Una guerra civile infinita o una “cantonizzazione” della Siria?

L’utopia e l’ipocrisia bisbigliano ancora “soluzione politica”. Il Piano B di Bashar al-Asad

 

Siria - guerraLa realtà mette sul piatto della bilancia ormai solo due scenari. Il proseguimento di una guerra civile brutale, senza esclusioni di colpi che scivolerà ogni giorno di più nell’anarchia e nel caos. O la cantonizzazione della Siria.

La guerra civile porterà l’inevitabile corollario di vendette personali e di clan; di gruppi armati che si affrontano, milizie private, sacche di resistenza, bande criminali. Il Paese, d’altra parte, è già distrutto nelle infrastrutture e negli animi, nel patrimonio culturale e nel tessuto sociale. Alcuni analisti hanno ipotizzato almeno una ventina di anni prima che la Siria possa essere ricostruita. Ma si può ipotizzare quanti anni siano necessari per guarire dall’odio, dalle ferite interiori?  Come entità territoriale unica comunque il Paese esiste solo sulle vecchie carte geografiche. Si sta disgregando. E i combattimenti continueranno anche in uno scenario post- Assad. Qualsiasi transizione infatti deve avvenire dall’interno. Dall’accordo dei vari gruppi e delle varie etnie. Certo la Siria può vantare un passato di coesistenza intercomunitaria. Ma dopo la guerra, le distruzioni e l’altissimo prezzo pagato in termini umani, quanto tempo impiegheranno i siriani a sentirsi cittadini di un unico Stato? E ci riusciranno?

Intanto sul terreno nessuno sembra intenzionato a deporre le armi. I combattimenti fra il regime e gli oppositori registrano vittorie e sconfitte alterne. Il Presidente Bashar al- Assad non controlla più tutto il territorio.  E’ piuttosto stabile a Damasco ma sembra che stia preparando da tempo un piano B, nel caso fosse costretto ad abbandonare la capitale.

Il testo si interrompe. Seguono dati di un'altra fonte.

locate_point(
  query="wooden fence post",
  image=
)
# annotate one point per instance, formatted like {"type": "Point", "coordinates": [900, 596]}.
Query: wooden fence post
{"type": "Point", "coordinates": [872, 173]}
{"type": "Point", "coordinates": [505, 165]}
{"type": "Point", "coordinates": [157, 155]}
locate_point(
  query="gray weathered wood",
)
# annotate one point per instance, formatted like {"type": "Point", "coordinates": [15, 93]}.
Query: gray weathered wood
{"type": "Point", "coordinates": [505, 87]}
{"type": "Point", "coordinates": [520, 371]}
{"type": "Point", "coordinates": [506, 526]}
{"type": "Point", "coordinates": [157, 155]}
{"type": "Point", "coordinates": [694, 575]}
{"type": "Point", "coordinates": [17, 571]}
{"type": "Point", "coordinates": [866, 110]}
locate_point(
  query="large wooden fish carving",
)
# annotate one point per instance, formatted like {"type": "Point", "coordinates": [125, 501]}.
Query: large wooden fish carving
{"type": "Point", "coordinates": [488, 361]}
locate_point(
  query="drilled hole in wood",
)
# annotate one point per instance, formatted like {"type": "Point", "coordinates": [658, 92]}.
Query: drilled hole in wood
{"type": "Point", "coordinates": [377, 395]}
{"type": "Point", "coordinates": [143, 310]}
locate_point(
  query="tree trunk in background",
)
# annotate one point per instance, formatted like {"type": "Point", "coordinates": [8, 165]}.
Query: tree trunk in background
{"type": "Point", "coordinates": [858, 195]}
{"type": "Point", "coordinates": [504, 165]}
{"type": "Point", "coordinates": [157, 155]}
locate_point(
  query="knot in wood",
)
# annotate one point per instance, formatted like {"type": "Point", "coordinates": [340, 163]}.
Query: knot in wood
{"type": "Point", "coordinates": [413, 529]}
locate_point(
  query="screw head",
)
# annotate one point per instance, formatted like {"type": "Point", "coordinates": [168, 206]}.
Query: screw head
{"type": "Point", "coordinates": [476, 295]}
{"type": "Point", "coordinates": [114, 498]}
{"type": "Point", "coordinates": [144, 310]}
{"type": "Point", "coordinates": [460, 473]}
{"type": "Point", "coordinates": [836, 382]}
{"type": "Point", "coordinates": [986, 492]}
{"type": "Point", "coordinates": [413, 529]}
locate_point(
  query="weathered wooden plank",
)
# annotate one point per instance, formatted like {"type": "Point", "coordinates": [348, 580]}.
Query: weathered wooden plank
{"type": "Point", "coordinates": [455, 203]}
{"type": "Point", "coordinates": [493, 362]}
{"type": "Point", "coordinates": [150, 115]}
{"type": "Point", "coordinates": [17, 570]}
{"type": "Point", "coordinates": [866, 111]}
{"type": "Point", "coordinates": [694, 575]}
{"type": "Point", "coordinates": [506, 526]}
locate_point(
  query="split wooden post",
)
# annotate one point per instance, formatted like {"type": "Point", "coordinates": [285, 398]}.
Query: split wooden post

L’alternativa è quella di un piccolo Stato indipendente, costiero, nella  zona di Latakia, protetto ad est dalle montagne popolate di villaggi  alawuiti  (il ramo sciita cui appartiene la famiglia degli Assad) e a ovest dalla base navale russa di Tartous. Uno stato che per sopravvivere dovrebbe essere collegato con la valle libanese della Beqaa (dominata dal movimento sciita di  Hezbollah, filo-Assad) attraverso la piana di Qusayr, a una trentina di km a sud ovest di Homs. Una direttrice vitale.

Questo spiegherebbe il nuovo fronte dei combattimenti fra l’esercito lealista coadiuvato da Hezbollah e gli oppositori. Damasco, Homs, Hama e infine Latakia: la dorsale a ridosso del confine con il Libano è una zona strategica perché unisce la capitale con le zone costiere del nord dove la maggioranza della popolazione è, come abbiamo detto, alawita.  La creazione di uno stato-énclave alawita collegato al Libano di Hezbollah e anche all’Iran attraverso l’aeroporto  di Latakia o i porti di Tortous e Latakia, consentirebbe agli Assad di rimanere al potere e di mantenere in vita il cosiddetto “arco sciita”. Le zone  curde di al-Raqqa e al-Hasaka, vicine al confine turco e iracheno, potrebbero invece distaccarsi dalla Siria e creare uno stato indipendente curdo.  E qualcuno teme che i gruppi jihadisti estremisti riescano a dare vita a piccoli “emirati islamici” nelle regioni sotto il loro controllo.

Più di 70 mila morti secondo le fonti Onu, centinai di migliaia di profughi,  macerie, rovine, troppo sangue versato. Che cosa resta oggi della Siria?